The hardest part remaining for setting up a RAG server is cutting up documents. I also found a better model for the embeddings: Nomic-embed-text.
One of the nice aspects of the edge system is that you can have more than one service provider for a service. This is a common benefit of message queues. Additionally, each box involved doesn’t need a public IP. If my desktop can’t keep up, I can launch a Runpod for a few minutes to handle the load, or have certain requests run on Runpod if they require more VRAM than my desktop has. Runpod can launch periodically, so I don’t have to rent a cloud GPU 24/7—just queue jobs and spin up a service provider as needed.
Another advantage is that these services can be simpler than those in traditional message queue architectures. Normally, a service needs to message back and know whom to message, which means it needs some knowledge of your overall architecture. If that changes, I’d have to modify my code on Runpod. I just want a “dumb” service that works even if the architecture changes.
Traditional message queues often require you to whiteboard your design and stick to it—code in many places has to adhere to a single topology, which can lead to conflicts and make changes difficult. In contrast, the edge system is defined by a single line of code, so things always remain in self-agreement. Different lines of code can define entirely different topologies without conflict. There’s no need to code those topologies into different services or use branching flags to indicate chaining.
Is this system performant? Hell no. I haven’t invested as much time into it as I have with RabbitMQ. There are complexities that likely won’t be as friendly to performance hacking as the simple job of sending a plain message. Also, since this is still a prototype, I’m polling instead of pushing (but that could be fixed), and I’m implementing this over HTTP (which can also be improved).
For now, it’s really meant for long tasks that could timeout an HTTP request, where eventual resolution is needed and services may have varying levels of uptime (whether intentionally or unintentionally).
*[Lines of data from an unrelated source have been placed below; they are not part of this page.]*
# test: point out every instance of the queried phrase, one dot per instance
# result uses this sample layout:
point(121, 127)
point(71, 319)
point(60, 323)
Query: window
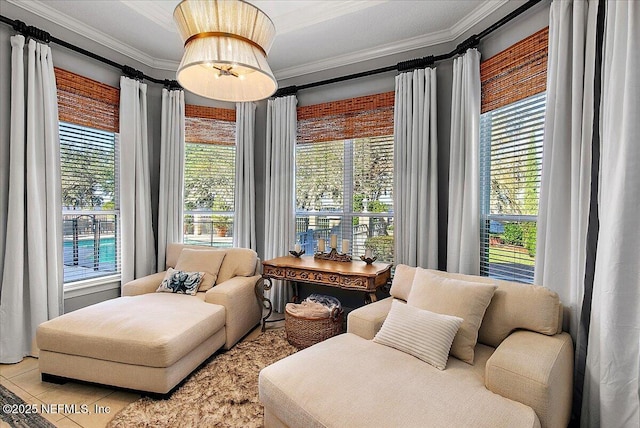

It also allows publicly inaccessible hardware to contribute.
The last nice thing is that because it is a superset of both a message and a request, it’s easier to decide between the two or switch strategies without needing a completely different tech stack.
And that’s it for today!
This was a test to see if chatgpt could add good markdown formatting to a blog post. To see what I actually wrote myself there is this version: https://goatmatrix.net/c/DevBlog/EaEyj5ZUtH
Do you think this is better or worse.
My big problem with it is the cheesiness. "Edges and RAG Server: A Journey in Node.js"
Just because I happen to code in nodeJS doesn't mean everything I do needs to be called a journey in NodeJS. One day we'll have AI that doesn't try hard to be a redditor.
I like this one better. I like edges. I'm emo as fuck.